Colorado power companies bet big on net-zero emissions as state debates 100% renewable energy future

Xcel, Platte River banking on lowering emissions with nuclear, geothermal and carbon capture tech, but critics argue it would be too small, too slow

The 156-megawatt Comanche solar array, shown here on Jan 20, 2019, in front of the Comanche Station, a coal-fired power plant. (Mike Sweeney, Special to The Colorado Sun)
  • Credibility:

Xcel Energy and Platte River Power Authority, two of Colorado’s biggest utilities, left themselves some wiggle room when they pledged to remove greenhouse gases from their emissions.

While there is a big push in Colorado to run on 100 percent renewable energy — it’s Gov. Jared Polis’ goal to do it by 2040 — the utilities opted for a net-zero carbon emissions goal instead.

Xcel, the state’s largest utility, wants to reach the goal by 2050. Platte River, which serves Fort Collins and other Northern Colorado municipalities, has a target of 2030.

The nuance leaves open the door for a wide range of other technologies — small nuclear plants that can be assembled like Legos, hydropower generators attached to water pipes, wells drilled deep into the Earth to tap its heat — and the ability to continue burning fossil fuels.

MORE: Read more environmental coverage from The Colorado Sun.

It also underscores a debate over the most efficient ways to remove carbon dioxide — the main gas linked to climate change — as a byproduct of powering the economy.

Platte River’s goal came with the caveat that the power provider could only meet its net-zero carbon goal provided that markets and technology “advance and improve.”

“Other zero-carbon technologies are on the horizon,” said Alice Jackson, president of Xcel’s Colorado subsidiary. “We don’t know what technology is going to develop in the next 20 or 30 years.”

To put the challenge for Xcel and Platte River into perspective, coal and natural gas make up 63 percent of Xcel’s electricity generating capacity and 80 percent of Platte Valley’s.

Xcel would have to replace or retrofit plants that account for 6,422 megawatts of capacity.

Platte River Power Authority’s Rawhide Energy Station north of Wellington, Colorado, generates electricity using coal, natural gas and solar.

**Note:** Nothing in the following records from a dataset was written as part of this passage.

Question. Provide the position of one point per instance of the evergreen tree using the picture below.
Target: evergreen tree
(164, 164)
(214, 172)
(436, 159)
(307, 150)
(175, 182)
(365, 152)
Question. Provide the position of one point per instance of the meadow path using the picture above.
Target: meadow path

The company has pledged to reach net-zero carbon emissions by 2030. It serves Fort Collins and other Northern Colorado municipalities. (Ed Kosmicki, Special to The Colorado Sun)

Platte River has 822 megawatts that would have to be swapped for wind, solar, battery storage or other technologies.

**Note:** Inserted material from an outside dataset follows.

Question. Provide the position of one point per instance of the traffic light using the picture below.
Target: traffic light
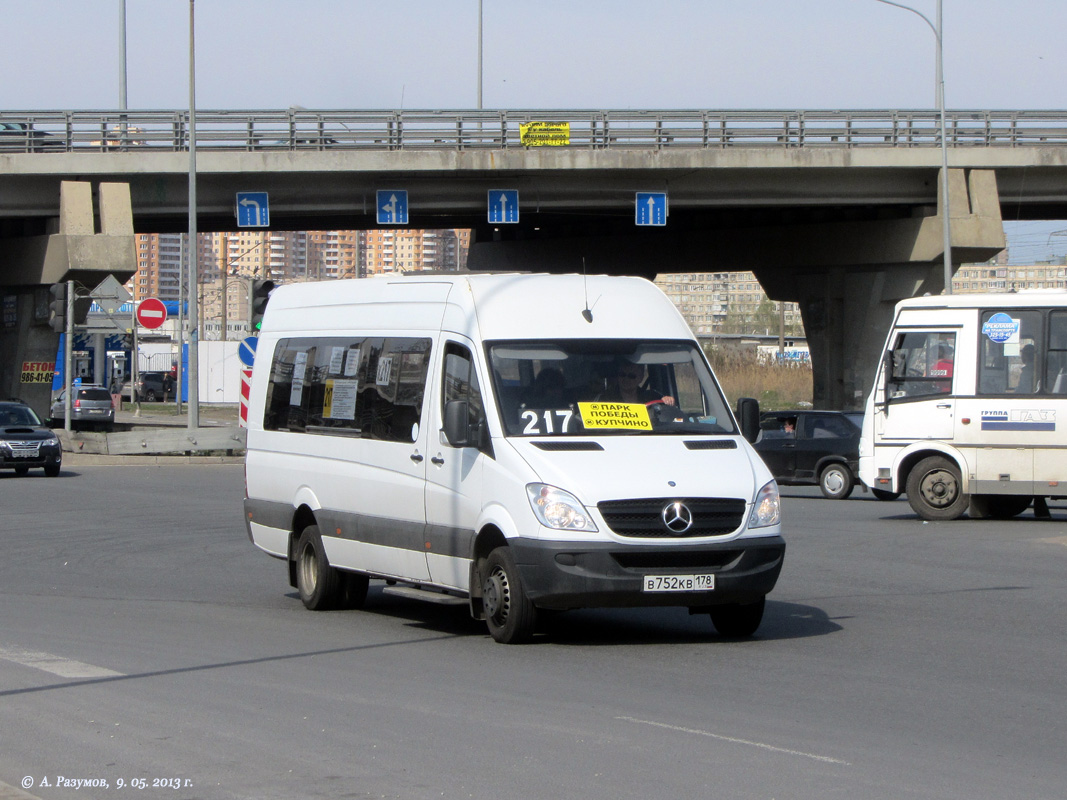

Under a plan approved by the Colorado Public Utilities Commission, Xcel is closing two coal-fired units with 660 megawatts and will add 1,100 megawatts of wind, solar and storage by 2026, making 55 percent of its generation renewable. The question is what will fill the rest of the gap.

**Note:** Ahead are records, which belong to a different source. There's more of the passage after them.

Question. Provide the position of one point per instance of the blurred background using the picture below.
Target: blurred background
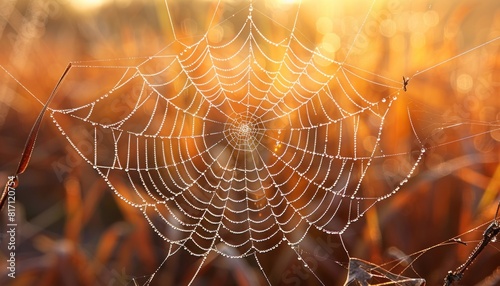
(73, 231)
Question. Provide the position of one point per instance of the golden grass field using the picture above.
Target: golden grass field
(72, 230)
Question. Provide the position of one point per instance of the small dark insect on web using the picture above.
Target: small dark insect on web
(406, 80)
(13, 181)
(489, 235)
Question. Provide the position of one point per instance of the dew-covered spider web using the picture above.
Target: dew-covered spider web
(248, 132)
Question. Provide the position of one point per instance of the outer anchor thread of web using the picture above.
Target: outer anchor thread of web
(245, 144)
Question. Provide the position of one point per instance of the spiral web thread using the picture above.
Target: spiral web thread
(239, 145)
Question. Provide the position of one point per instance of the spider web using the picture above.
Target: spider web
(239, 142)
(245, 143)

Net-zero also doesn’t necessarily mean not burning fossil fuels. A net-zero analysis done for Platte River projects reaching the goal with 25 percent of the authority’s electricity coming from fossil-fuel plants, and that is offset by sales of surplus renewable energy.

Xcel’s $1.3 billion, Comanche 3 coal-fired unit, which went into operation in 2010 with a projected 70-year life, could be a candidate for technology that removes carbon dioxide from the smokestack to be stored or recycled, Jackson said.

“We need new technology,” Jackson said. “Some of these technologies aren’t cost effective today, but could be in the future.”

The 100-percent renewable versus net-zero carbon debate isn’t unique to Colorado. In Congress a number of lawmakers, including U.S. Rep. Joe Neguse, D-Boulder, are pushing for a “Green Deal” that includes a shift to 100 percent renewable energy.

On Jan. 10, a group of 626 environmental and community groups sent a letter to Congress in support of the Green Deal, but said “any definition of renewable energy must also exclude all combustion-based power generation, nuclear, biomass energy, large-scale hydro and waste-to-energy technologies.”

Last September, California adopted new clean-electricity standards with the aim of 60 percent renewable energy by 2030 and 100 percent “carbon-free” energy by 2045.

“The California clean energy standard by 2045 gives utilities more leeway and allows for new technology to emerge and for a residual role for natural gas,” said Dallas Burtraw, a senior fellow at Resources for the Future, a Washington, D.C.-based energy and environment think tank.

“If the goal is carbon reduction, you don’t need to preordain renewable generation,” Burtraw said. “It doesn’t make sense to lock in to a 100-percent renewable goal.”

Others cast a jaundiced eye on the prospects for these new technologies — particularly modular nuclear plants, deep geothermal wells and carbon capture.

“It is difficult to see bringing these technologies into play on a big scale in the time frames we are talking about,” said Mike Jacobs, a senior analyst with the non-profit Union of Concerned Scientists. “Better to continue to push along with what is proven to work and continue to finance R&D.”

But Jacobs raised the question of whether committing to net-zero electricity was the best way to get carbon-dioxide emissions out the economy and environment since the last increment will be the most expensive.

“I’ve got an oil-burning furnace and a gasoline car,” Jacobs said. “It would be good to get some credit for turning them electric.”

Colorado is in a good position to rely heavily on wind and solar since it has good resources for both, said Richard Powell, executive director of ClearPath, a nonprofit promoting conservative policies that accelerate clean energy. “You couldn’t do that in the Southeast, so there are places that are going to need new technologies.”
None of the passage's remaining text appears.